Es gibt einen Erkenntnisstrang in der Digitalisierung, der mit Technologie nicht das Geringste zu tun hat. Sondern hier geht es um Metaphysik, denn die Digitalisierung verändert das Sein und das Da-Sein. Seit den Jahren 2020/2021 ist für viele Menschen die virtuelle Welt realer und unversteckter als die analoge Welt.
Während der Mikrobenkrise machten uns die Gesichtsmasken zu Avataren, Distanz und Kontaktverbote entmenschlichten unsere Gesellschaft, Reisen wurde zum gesundheitlichen Striptease und die globale Welt hört vor der Haustür auf.
In der virtuellen Welt jedoch war und ist globales Reisen nach wie vor weitgehend barrierefrei möglich. Kontakte können auf sichtbarer Augenhöhe stattfinden, ohne dass Masken Gestik und Mimik verstecken – und wir alle haben gelernt, dass wir auch auf die digitale Entfernung hin Nähe, Wärme und Menschlichkeit aufbauen können.
Ja, wir sehnen und nach Berührung und Kontakt, doch metaphysisch sind wir uns dennoch nah, wenn unsere Herzen offen und die mentalen Barrieren gefallen sind.

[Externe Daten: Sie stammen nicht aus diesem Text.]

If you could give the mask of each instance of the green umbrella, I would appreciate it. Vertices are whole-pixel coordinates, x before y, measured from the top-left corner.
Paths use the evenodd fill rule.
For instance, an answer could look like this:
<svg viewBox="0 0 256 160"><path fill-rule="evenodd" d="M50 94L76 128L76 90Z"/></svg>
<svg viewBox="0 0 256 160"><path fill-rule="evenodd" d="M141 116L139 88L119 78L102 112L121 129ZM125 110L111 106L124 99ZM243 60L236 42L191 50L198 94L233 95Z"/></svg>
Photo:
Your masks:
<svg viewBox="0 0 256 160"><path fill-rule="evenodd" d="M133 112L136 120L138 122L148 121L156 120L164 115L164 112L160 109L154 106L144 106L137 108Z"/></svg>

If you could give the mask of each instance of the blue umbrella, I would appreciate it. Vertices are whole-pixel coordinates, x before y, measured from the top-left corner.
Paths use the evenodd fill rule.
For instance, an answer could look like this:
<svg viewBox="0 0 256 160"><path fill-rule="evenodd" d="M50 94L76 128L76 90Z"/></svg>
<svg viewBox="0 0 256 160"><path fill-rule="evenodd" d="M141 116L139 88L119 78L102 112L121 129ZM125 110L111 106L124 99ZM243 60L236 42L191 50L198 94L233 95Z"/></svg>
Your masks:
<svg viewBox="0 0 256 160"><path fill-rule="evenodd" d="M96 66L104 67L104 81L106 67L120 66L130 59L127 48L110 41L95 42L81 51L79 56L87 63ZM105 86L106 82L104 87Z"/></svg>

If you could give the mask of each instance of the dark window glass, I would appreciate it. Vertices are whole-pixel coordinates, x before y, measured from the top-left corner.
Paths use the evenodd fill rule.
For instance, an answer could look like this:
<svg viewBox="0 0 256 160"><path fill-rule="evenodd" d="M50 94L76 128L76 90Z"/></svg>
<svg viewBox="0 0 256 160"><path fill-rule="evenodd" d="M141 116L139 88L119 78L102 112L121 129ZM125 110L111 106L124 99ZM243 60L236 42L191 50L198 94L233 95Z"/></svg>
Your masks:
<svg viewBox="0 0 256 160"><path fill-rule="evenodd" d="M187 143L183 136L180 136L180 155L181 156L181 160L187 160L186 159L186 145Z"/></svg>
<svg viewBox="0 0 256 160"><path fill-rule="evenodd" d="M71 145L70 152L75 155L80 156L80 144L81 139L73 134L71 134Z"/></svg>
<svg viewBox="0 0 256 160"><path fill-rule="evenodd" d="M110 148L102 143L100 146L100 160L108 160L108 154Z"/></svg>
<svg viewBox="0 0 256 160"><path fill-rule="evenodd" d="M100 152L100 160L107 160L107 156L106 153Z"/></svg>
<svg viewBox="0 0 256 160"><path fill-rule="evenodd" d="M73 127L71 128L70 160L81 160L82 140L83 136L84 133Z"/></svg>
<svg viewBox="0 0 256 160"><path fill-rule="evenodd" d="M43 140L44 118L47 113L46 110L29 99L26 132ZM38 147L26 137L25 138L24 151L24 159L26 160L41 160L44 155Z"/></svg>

Der immaterielle digitale Raum ist vergleichbar mit dem Universum. Er ist zeit- und grenzenlos. Er ermöglicht uns, diesen Raum kreativ, menschlich und nah zu gestalten, neue virtuelle Welten zu kreieren, in denen wir barrierefrei kommunizieren und vorurteilsfrei aufeinandertreffen können.
Wenn wir uns dieser Tatsache bewusst werden, könnten wir mit Neugier einen “Weltenraum“, oder ein “Menschenland” schaffen – frei von Dogmen, nationalen Grenzen und staatlichen Einschränkungen oder Ideologien. Wir könnten neue Regeln des Menschseins erschaffen und als Mensch über unsere Komfortzonen hinaus wachsen und Erkenntnisse erlangen, die für eine humane Evolution sorgen können. Dabei brauchen wir auf die analoge Welt nicht verzichten – es geht lediglich darum, den digitalen Raum menschlich(er) als bisher auszufüllen und genau hier neue Formen von Beziehungsweisen und des Beisammenseins kennenzulernen.
Diese Chance hat noch keine Menschheitsgeneration vor uns gehabt – und keine nachfolgende Generation wird jemals wieder an diesem pioniergeistigen Nullpunkt stehen, an dem der virtuelle Raum vollständig offen steht und als metaphysischer Raum ein völlig unentdecktes Gebiet darstellt, der mit Sinn und menschlicher Existenz gefüllt werden kann.